Methods and Results: Human ventricular tissue from tetralogy of Fallot (TOF) patients and CMs derived from human-induced pluripotent stem cells (iPSC-CMs) were used to assess whether and how Dex protects human CMs from I/R. The results showed that when pretreated with Dex, the apoptosis marker-TUNEL and cleaved caspase 3 in the ventricular tissue were significantly reduced. In addition, the autophagy marker LC3II was significantly increased compared with that of the control group. When exposed to the hypoxia/reoxygenation process, iPSC-CMs pretreated with Dex also showed reduced TUNEL and cleaved caspase 3 and increased LC3II. When the autophagy inhibitor (3-methyladenine, 3-MA) was applied to the iPSC-CMs, the protective effect of Dex on the CMs was largely blocked. In addition, when the fusion of autophagosomes with lysosomes was blocked by Bafilomycin A1, the degradation of p62 induced by Dex during the autophagy process was suspended.
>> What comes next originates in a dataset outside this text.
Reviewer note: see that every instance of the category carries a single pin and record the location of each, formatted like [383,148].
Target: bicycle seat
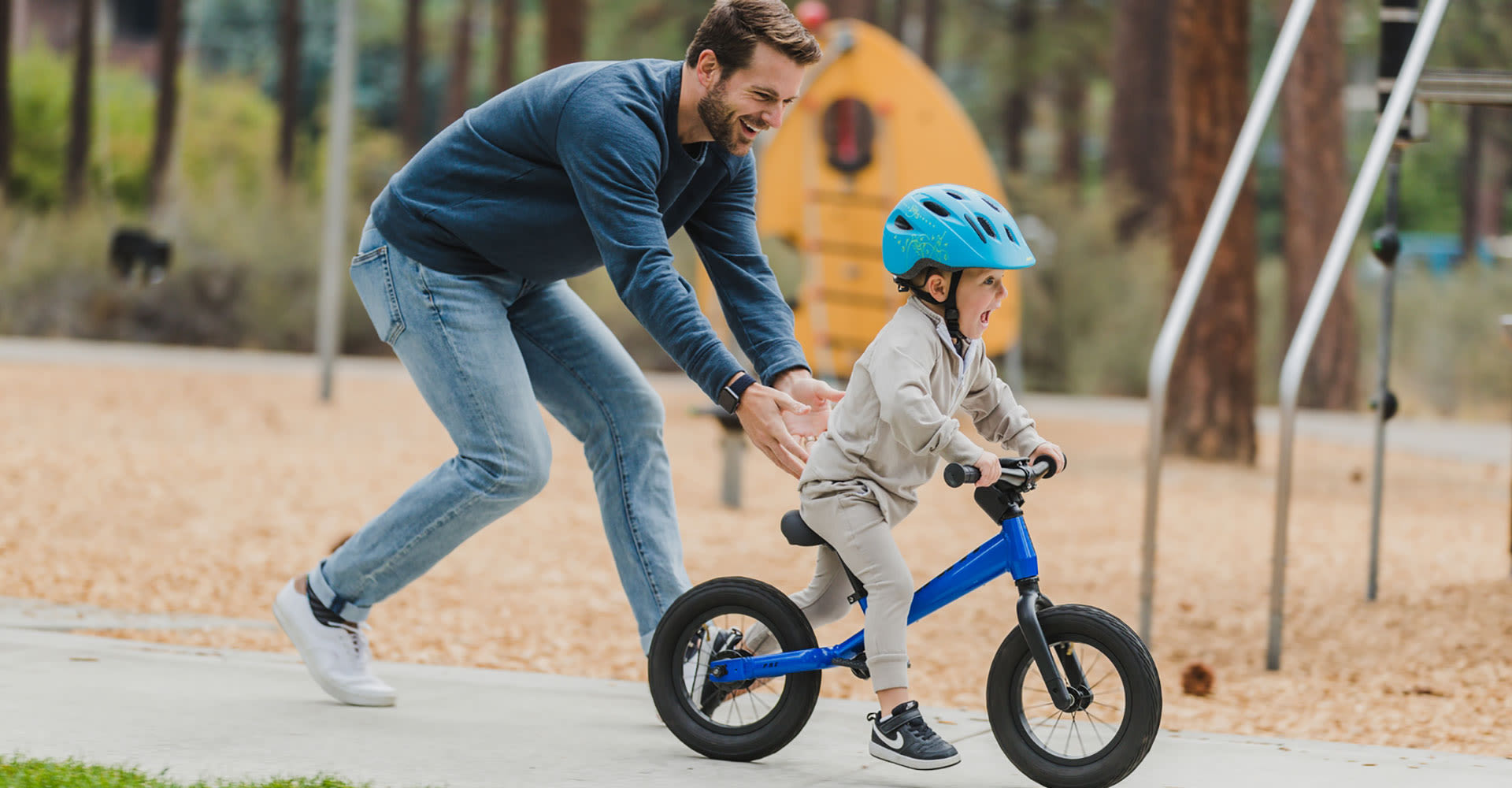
[799,533]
Moreover, when pretreated with Dex, both the human ventricle and the iPSC-CMs expressed more AMP-activated protein kinase (AMPK) and phospho AMPK (pAMPK) during the I/R process. After AMPK knockout or the use of an α2-adrenergic receptor antagonist-yohimbine, the protection of Dex and its enhancement of autophagy were inhibited.
Conclusion: Dex protects young human CMs from I/R injury, and α2-adrenergic receptor/AMPK-dependent autophagy plays an important role during this process. Dex may have a therapeutic effect for children with CHD who undergo long-term cardiac surgical processes.